Chicago Teachers Union, Local No. 1 v. Hudson

475 U.S. 292, 106 S. Ct. 1066, 89 L. Ed. 2d 232, 1986 U.S. LEXIS 27, 54 U.S.L.W. 4231, 121 L.R.R.M. (BNA) 2793
CourtSupreme Court of the United States
DecidedMarch 4, 1986
Docket84-1503
StatusPublished
Cited by498 cases

This text of 475 U.S. 292 (Chicago Teachers Union, Local No. 1 v. Hudson) is published on Counsel Stack Legal Research, covering Supreme Court of the United States primary law. Counsel Stack provides free access to over 12 million legal documents including statutes, case law, regulations, and constitutions.

Bluebook
Chicago Teachers Union, Local No. 1 v. Hudson, 475 U.S. 292, 106 S. Ct. 1066, 89 L. Ed. 2d 232, 1986 U.S. LEXIS 27, 54 U.S.L.W. 4231, 121 L.R.R.M. (BNA) 2793 (1986).

Opinions

[294]*294Justice Stevens

delivered the opinion of the Court.

In Abood v. Detroit Board of Education, 431 U. S. 209 (1977), “we found no constitutional barrier to an agency shop agreement between a municipality and a teacher’s union insofar as the agreement required every employee in the unit to pay a service fee to defray the costs of collective bargaining, contract administration, and grievance adjustment. The union, however, could not, consistently with the Constitution, collect from dissenting employees any sums for the support of ideological causes not germane to its duties as collective-bargaining agent.” Ellis v. Railway Clerks, 466 U. S. 435, 447 (1984). The Ellis case was primarily concerned with the need “to define the line between union expenditures that all employees must help defray and those that are not sufficiently related to collective bargaining to justify their being imposed on dissenters.” Ibid. In contrast, this case concerns the constitutionality of the procedure adopted by the Chicago Teachers Union, with the approval of the Chicago Board of Education, to draw that necessary line and to respond to nonmembers’ objections to the manner in which it was drawn.

I

The Chicago Teachers Union has acted as the exclusive collective-bargaining representative of the Board’s educational employees continuously since 1967. Approximately 95% of the 27,500 employees in the bargaining unit are members of the Union. Until December 1982, the Union members’ dues financed the entire cost of the Union’s collective bargaining and contract administration. Nonmembers received the benefits of the Union’s representation without making any financial contribution to its cost.

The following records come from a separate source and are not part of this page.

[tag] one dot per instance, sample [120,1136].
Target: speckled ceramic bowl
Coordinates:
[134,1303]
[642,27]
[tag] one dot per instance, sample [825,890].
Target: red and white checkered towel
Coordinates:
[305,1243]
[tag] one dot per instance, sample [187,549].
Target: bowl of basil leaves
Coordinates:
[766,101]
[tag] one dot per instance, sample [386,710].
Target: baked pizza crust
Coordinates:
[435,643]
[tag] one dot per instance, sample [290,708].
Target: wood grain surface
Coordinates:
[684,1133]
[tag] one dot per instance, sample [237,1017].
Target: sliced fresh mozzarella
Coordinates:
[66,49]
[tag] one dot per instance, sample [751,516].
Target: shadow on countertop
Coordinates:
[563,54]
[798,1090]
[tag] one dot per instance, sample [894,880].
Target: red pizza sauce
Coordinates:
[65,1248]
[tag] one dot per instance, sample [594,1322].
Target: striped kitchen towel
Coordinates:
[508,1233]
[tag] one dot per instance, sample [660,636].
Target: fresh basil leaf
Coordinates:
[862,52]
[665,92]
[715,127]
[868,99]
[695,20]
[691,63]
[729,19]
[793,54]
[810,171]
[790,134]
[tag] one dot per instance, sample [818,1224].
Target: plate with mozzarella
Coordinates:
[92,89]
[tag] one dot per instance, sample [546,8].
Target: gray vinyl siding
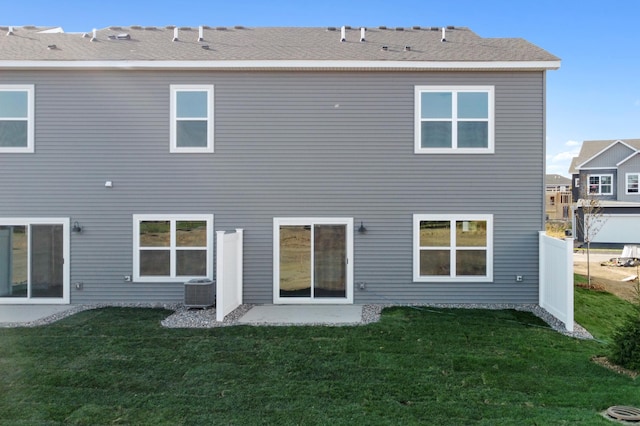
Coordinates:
[630,166]
[609,158]
[584,180]
[286,145]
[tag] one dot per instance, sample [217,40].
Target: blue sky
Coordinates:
[594,95]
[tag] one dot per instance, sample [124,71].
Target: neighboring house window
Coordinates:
[632,183]
[452,248]
[170,248]
[16,118]
[191,118]
[454,119]
[601,184]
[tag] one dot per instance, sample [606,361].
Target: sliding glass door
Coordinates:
[312,260]
[32,261]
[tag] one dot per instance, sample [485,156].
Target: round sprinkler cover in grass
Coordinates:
[620,412]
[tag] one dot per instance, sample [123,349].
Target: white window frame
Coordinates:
[175,89]
[66,274]
[490,90]
[599,184]
[311,221]
[626,183]
[30,89]
[452,218]
[172,218]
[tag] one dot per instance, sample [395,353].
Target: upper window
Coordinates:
[454,119]
[601,184]
[452,247]
[632,183]
[191,118]
[170,248]
[16,118]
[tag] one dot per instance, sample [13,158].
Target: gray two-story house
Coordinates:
[364,165]
[609,171]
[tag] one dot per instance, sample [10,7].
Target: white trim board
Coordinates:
[287,64]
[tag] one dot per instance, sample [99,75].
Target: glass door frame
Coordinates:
[27,222]
[311,221]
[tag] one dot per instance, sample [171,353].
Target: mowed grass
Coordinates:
[600,312]
[119,366]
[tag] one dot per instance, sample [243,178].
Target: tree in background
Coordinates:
[591,221]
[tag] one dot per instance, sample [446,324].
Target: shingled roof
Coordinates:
[590,148]
[226,46]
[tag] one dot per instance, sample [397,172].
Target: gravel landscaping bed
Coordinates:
[184,317]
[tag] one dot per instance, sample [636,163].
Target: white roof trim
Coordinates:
[593,157]
[628,158]
[285,64]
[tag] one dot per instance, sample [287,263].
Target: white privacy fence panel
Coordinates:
[228,272]
[556,278]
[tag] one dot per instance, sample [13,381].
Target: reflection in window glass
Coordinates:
[435,262]
[191,104]
[472,134]
[454,248]
[435,233]
[436,104]
[155,263]
[191,234]
[13,261]
[473,105]
[155,234]
[295,261]
[471,233]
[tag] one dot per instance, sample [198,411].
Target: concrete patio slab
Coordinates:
[12,314]
[303,314]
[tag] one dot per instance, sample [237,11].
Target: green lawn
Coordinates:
[599,312]
[119,366]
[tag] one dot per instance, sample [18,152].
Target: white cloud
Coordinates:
[564,156]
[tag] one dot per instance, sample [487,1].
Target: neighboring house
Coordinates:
[557,198]
[364,165]
[609,170]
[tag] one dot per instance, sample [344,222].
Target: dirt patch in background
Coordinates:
[607,277]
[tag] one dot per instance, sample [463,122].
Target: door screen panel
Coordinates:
[46,261]
[295,261]
[32,261]
[330,269]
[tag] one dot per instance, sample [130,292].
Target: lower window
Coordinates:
[452,247]
[172,247]
[632,183]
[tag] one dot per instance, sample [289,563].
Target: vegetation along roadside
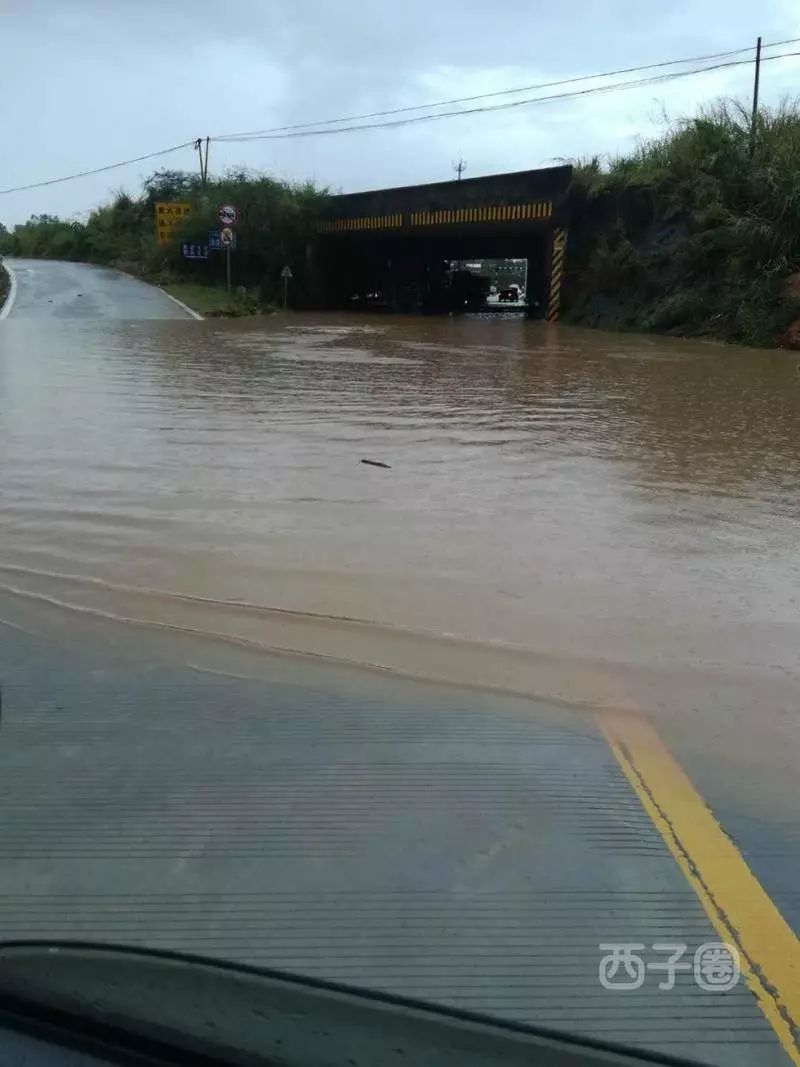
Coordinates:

In an attempt to solve this “free rider” problem, the Union made several proposals for a “fair share fee” clause in the labor contract. Because the Illinois School Code did not expressly authorize such a provision, the Board rejected these proposals until the Illinois General Assembly amended the [295]*295School Code in 1981.1 In the following year, the Chicago Teachers Union and the Chicago Board of Education entered into an agreement requiring the Board to deduct “proportionate share payments” from the paychecks of nonmembers. The new contractual provision authorized the Union to specify the amount of the payment; it stipulated that the amount could not exceed the members’ dues. The contractual provision also required the Union to indemnify the Board for all action taken to implement the new provision.

For the 1982-1983 school year, the Union determined that the “proportionate share” assessed on nonmembers was 95% of union dues. At that time, the union dues were $17.35 per month for teachers and $12.15 per month for other covered employees; the corresponding deduction from the nonmembers’ checks thus amounted to $16.48 and $11.54 for each of the 10 months that dues were payable.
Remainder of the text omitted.